Locking teams into solving position tracking as some sort of “Achievement Unlocked” to being deemed a “skilled” team seems like a gate-keeping behavior.

I remember similar thoughts when the Vision Sensor came out. Boy that one sure didn’t live up to the hype, but it does enable teams to play with relevant real-world technology, to understand limitations and applications. While it does seem like this particular sensor may be more likely to be more beneficial to more teams, it does let students get experience with accepting data (and potentially noisy data) from an external system.

At the end of the day, I think Vex wants their participants to be excited about robotics and technology.
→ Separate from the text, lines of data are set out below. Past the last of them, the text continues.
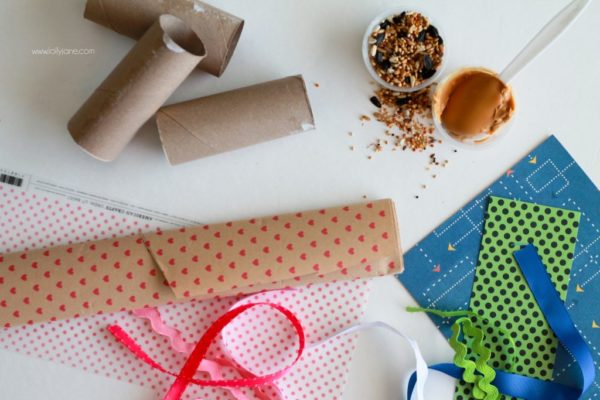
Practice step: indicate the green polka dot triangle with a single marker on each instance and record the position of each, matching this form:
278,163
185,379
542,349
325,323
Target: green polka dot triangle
516,332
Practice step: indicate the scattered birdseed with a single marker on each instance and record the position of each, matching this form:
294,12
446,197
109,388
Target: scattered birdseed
408,119
405,49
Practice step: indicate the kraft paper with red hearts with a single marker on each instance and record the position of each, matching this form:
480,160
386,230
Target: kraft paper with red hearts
206,261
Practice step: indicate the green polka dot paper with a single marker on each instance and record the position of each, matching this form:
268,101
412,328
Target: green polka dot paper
516,332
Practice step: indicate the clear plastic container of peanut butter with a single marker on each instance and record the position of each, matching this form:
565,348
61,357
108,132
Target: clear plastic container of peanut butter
473,106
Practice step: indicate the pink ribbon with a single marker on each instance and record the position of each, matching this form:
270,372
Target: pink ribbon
185,377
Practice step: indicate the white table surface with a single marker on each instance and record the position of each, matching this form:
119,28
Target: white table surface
558,93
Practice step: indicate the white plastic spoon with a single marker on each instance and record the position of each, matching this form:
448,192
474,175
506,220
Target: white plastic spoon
544,38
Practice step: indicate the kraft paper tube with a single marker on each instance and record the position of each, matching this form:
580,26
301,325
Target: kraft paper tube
356,241
231,120
218,30
136,88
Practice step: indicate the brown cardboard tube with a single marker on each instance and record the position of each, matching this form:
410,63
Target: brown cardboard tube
231,120
136,88
339,243
218,30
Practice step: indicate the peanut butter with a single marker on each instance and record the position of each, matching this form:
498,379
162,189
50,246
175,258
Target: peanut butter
473,103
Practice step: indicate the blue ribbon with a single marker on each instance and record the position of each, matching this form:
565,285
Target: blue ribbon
559,320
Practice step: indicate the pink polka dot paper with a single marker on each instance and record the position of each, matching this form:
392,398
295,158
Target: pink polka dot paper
260,340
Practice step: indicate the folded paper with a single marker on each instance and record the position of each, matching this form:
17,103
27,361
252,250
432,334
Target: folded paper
231,120
206,261
218,30
501,298
136,88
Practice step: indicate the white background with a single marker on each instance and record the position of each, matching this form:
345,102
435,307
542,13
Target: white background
558,93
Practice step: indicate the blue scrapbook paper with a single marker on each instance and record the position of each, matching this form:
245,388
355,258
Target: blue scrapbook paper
439,270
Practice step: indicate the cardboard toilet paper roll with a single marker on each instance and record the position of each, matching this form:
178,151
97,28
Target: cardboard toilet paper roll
332,244
136,88
231,120
218,30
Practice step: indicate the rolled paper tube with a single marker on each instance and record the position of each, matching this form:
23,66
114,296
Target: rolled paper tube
136,88
356,241
218,30
231,120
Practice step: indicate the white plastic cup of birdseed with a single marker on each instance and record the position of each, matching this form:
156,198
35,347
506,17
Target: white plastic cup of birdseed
367,47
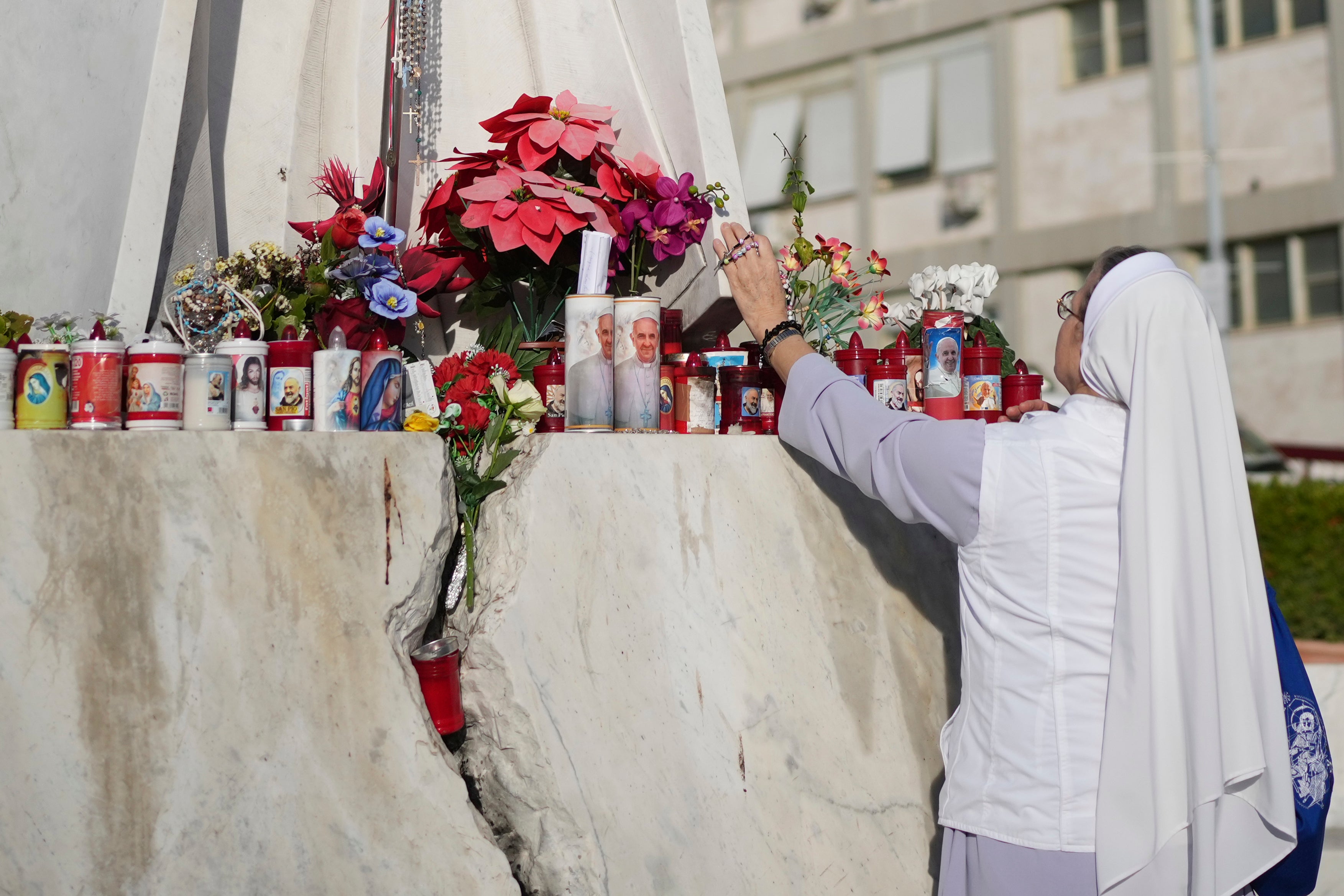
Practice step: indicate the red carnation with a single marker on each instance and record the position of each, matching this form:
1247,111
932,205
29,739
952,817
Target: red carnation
448,371
488,360
473,418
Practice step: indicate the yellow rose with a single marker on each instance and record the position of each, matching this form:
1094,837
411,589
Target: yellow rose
420,422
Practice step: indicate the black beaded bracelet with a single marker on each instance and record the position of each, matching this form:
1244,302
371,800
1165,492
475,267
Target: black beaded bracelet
777,335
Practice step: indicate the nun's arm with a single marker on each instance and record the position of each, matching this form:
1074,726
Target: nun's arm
924,471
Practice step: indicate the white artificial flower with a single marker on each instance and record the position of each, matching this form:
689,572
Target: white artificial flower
987,280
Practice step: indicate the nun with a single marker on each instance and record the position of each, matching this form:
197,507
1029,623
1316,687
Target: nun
1121,727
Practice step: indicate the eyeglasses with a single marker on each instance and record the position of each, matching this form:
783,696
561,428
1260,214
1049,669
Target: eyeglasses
1065,306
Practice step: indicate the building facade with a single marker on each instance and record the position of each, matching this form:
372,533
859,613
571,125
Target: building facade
1033,136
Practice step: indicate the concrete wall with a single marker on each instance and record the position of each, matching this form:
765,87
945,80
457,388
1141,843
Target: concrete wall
1084,150
204,672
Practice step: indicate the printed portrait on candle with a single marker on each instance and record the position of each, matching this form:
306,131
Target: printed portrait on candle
983,394
589,362
751,402
381,408
637,365
343,409
943,363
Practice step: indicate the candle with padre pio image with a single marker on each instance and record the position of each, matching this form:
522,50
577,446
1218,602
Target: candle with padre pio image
381,387
249,362
943,338
96,382
291,382
589,363
337,379
912,360
42,389
154,386
983,365
636,357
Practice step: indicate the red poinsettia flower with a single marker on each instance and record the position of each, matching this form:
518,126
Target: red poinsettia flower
621,178
527,209
448,371
473,418
536,128
338,182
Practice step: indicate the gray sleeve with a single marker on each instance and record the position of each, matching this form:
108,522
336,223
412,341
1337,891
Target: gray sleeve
925,471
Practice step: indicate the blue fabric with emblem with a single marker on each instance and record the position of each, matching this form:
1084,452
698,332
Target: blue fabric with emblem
1314,776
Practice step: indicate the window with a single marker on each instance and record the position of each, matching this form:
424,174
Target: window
904,124
1322,271
828,144
762,162
1259,19
936,116
1089,53
1236,22
1273,299
1132,19
1108,35
1308,13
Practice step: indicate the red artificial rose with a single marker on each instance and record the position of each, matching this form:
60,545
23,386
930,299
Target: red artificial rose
488,360
347,227
475,418
448,370
468,387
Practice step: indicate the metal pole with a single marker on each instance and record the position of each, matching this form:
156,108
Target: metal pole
1214,272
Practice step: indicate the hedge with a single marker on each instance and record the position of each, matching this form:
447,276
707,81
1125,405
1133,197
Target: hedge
1301,538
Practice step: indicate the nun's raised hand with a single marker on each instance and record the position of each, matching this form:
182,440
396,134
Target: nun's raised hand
754,279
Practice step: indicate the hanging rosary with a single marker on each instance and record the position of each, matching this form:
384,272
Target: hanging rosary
412,37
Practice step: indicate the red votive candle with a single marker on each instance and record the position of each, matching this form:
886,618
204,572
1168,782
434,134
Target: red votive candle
854,362
887,385
741,400
671,331
912,359
1022,386
982,368
437,664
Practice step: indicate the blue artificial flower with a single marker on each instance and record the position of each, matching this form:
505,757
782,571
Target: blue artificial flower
380,233
390,300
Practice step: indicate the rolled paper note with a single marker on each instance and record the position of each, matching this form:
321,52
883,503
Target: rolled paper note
593,262
637,362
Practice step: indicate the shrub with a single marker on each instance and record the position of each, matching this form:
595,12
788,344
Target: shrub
1301,538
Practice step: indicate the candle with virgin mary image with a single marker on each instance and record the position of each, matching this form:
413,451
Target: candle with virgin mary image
381,387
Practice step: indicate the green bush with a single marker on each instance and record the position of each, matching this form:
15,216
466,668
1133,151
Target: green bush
1301,536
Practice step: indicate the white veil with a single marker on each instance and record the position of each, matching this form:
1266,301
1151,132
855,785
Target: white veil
1195,792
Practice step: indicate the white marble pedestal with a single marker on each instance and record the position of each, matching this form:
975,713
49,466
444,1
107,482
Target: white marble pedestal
204,686
706,666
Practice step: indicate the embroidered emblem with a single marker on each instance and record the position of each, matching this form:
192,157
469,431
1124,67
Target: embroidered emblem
1307,751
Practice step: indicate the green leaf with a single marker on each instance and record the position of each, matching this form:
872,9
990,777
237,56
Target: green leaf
500,463
329,252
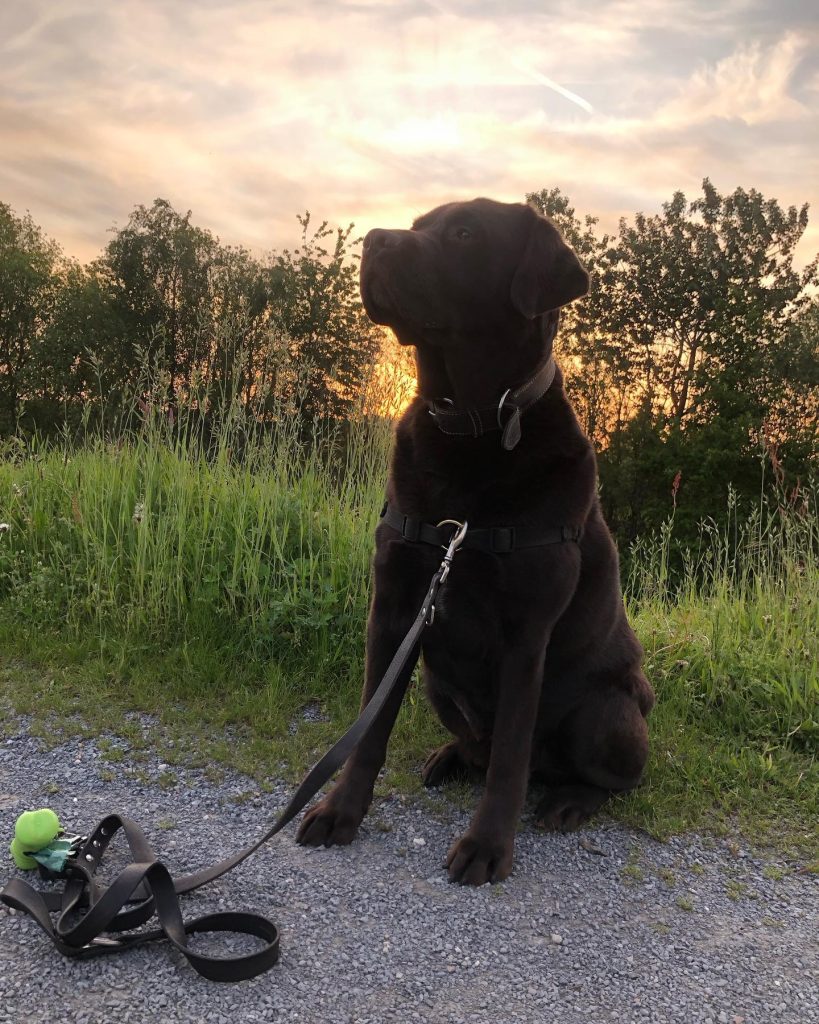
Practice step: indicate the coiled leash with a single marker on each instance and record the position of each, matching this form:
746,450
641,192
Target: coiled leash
146,888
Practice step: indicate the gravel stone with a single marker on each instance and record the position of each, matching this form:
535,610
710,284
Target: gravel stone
372,935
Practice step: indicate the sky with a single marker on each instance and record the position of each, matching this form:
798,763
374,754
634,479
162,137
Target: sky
251,112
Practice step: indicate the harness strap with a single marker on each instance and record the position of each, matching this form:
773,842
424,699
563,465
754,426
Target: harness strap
146,888
497,540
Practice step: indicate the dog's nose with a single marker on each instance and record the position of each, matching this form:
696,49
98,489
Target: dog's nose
379,238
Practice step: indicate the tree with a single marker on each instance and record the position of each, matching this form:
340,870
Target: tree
159,270
31,266
704,301
597,377
315,304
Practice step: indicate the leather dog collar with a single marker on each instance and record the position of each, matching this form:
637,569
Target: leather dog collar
504,417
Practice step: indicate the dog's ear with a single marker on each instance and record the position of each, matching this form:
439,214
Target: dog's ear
549,274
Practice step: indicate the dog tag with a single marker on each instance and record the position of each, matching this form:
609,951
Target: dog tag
511,434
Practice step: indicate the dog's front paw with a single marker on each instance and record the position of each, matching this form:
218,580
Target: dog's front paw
334,821
474,859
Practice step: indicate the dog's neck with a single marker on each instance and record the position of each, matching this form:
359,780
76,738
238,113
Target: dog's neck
474,375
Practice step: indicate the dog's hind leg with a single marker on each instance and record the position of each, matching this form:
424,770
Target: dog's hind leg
607,744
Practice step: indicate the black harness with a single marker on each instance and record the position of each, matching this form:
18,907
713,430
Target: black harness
93,919
496,540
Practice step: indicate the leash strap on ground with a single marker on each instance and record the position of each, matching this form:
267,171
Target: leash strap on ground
92,918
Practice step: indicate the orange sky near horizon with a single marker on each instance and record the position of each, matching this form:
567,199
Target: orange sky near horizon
369,112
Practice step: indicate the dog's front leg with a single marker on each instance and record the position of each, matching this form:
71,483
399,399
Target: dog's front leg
484,852
398,591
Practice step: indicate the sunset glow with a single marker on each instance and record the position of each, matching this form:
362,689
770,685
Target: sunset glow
249,114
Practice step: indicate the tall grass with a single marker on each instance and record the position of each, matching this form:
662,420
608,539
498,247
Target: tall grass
235,572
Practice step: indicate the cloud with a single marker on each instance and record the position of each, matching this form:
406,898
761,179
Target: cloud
249,112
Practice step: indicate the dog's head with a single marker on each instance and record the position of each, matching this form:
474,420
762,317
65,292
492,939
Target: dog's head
466,269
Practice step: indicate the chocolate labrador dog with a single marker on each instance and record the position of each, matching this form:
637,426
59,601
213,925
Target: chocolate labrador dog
529,660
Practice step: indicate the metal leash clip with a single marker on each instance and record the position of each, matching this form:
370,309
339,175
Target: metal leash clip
455,543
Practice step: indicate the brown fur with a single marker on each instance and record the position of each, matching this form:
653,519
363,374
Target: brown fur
530,663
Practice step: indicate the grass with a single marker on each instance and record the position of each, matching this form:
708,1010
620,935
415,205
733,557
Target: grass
225,595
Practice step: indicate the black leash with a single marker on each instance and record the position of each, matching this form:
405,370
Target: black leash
146,888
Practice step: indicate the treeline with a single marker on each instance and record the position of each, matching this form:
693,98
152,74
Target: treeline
167,303
693,364
694,361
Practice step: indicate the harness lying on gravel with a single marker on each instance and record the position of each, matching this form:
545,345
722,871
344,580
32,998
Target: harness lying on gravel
145,887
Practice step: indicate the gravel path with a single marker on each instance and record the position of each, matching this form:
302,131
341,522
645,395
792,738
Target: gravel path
601,926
To play with real-world tech that we see in high tech fields should excite many participants!


I’ll answer a few of the questions that have come up.

The sensor can do all calculations for each image that the camera captures. The internal inertial sensor updates the location and heading every 5mS (a kalman filter is used internally) and data sent to the V5 brain at that rate.

No, the GPS sensor uses a monochrome image sensor, the vision sensor uses a color image sensor. The designs are quite different.

The GPS sensor does not have a radio or anyway to directly broadcast its location, a fully configured AI robot will be able to do that, but the GPS on its own cannot.

I think this is important to highlight for those who think this will replace 3 wheel odometry. All sensors have their limitations, this particular sensor does rely on seeing the field code strips at least some of the time. The sensor is designed to be another tool available to teams and not necessarily to replace all other techniques for determining the robot’s position.